Since much of the above requires packaging changes for module packages, I've prepared a draft packaging guideline to document best practice:
https://fedoraproject.org/wiki/PackagingDrafts/ApacheHTTPModules
If anything there looks stupid, needs fixing, is missing, or there's any other feedback, please shout!
Regards, Joe
devel mailing list devel@lists.fedoraproject.org https://admin.fedoraproject.org/mailman/listinfo/devel
Do you know if the new version of httpd has major changes in modules API? I'm trying to cobble together spec file for mod_spdy https://github.com/eventhorizonpl/mod_spdy/blob/master/mod_spdy.spec and I hope to finish it for F18 :)
On Fri, Mar 23, 2012 at 06:39:25PM +0100, Michał Piotrowski wrote:
Do you know if the new version of httpd has major changes in modules API? I'm trying to cobble together spec file for mod_spdy https://github.com/eventhorizonpl/mod_spdy/blob/master/mod_spdy.spec and I hope to finish it for F18 :)

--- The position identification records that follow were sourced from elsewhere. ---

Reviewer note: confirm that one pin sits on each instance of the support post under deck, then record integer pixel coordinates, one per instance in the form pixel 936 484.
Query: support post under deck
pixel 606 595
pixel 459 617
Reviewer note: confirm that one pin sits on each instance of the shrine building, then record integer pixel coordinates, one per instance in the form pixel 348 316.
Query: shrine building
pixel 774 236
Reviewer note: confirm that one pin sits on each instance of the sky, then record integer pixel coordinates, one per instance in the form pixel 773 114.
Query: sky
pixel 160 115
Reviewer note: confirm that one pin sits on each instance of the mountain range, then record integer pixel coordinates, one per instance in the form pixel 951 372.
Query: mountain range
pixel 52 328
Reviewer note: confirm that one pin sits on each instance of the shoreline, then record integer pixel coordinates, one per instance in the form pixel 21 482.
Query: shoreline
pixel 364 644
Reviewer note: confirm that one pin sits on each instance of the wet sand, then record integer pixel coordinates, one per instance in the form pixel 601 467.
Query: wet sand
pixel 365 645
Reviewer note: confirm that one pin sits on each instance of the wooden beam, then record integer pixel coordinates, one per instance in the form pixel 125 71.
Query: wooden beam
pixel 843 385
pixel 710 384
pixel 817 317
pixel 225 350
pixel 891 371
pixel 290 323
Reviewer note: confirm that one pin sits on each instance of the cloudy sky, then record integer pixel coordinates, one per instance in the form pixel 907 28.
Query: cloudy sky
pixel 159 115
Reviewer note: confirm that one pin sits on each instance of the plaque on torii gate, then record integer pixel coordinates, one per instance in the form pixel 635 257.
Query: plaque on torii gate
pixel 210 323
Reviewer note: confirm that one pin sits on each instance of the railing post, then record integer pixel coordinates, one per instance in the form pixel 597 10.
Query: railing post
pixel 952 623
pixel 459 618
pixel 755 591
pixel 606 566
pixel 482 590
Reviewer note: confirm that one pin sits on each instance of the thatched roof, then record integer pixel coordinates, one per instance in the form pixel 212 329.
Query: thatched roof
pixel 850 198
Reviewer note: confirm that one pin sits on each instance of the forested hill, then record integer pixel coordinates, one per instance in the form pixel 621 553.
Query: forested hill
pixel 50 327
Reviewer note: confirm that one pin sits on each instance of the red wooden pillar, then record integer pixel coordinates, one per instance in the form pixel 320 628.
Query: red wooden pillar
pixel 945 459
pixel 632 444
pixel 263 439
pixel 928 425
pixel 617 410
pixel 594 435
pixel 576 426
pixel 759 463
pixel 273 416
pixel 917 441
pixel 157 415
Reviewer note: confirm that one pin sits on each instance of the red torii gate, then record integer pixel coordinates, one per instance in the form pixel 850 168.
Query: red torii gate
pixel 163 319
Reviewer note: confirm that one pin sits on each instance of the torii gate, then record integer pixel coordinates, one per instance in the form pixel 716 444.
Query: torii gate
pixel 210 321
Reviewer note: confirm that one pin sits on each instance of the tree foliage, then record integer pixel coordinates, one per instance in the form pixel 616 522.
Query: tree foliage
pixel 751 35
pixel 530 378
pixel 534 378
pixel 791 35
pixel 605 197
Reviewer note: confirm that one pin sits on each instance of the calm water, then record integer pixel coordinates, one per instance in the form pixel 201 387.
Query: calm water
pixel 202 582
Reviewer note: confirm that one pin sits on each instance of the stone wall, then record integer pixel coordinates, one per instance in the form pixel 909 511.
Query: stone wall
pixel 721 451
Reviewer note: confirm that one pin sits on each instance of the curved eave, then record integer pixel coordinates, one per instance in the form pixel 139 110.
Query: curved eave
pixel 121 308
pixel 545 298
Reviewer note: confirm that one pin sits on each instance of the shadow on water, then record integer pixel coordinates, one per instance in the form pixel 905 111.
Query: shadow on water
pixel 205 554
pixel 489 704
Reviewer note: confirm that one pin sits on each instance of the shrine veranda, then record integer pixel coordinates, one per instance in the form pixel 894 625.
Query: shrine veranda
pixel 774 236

Hi Michal, yes, there are changes in the 2.4 module API, though mostly relatively small - details are here:
http://httpd.apache.org/docs/2.4/developer/new_api_2_4.html
Regards, Joe
The following is going to kill pretty much every packaged webapp unless they are changed now:
https://httpd.apache.org/docs/2.4/upgrading.html#access
Once upon a time, Nicolas Mailhot nicolas.mailhot@laposte.net said:
The following is going to kill pretty much every packaged webapp unless they are changed now:
Did you read this part:
"The old access control idioms should be replaced by the new authentication mechanisms, although for compatibility with old configurations, the new module mod_access_compat is provided."
It would be easy to include mod_access_compat in the Fedora default config for a release or two while the compat config is deprecated (and noted in the release notes as such).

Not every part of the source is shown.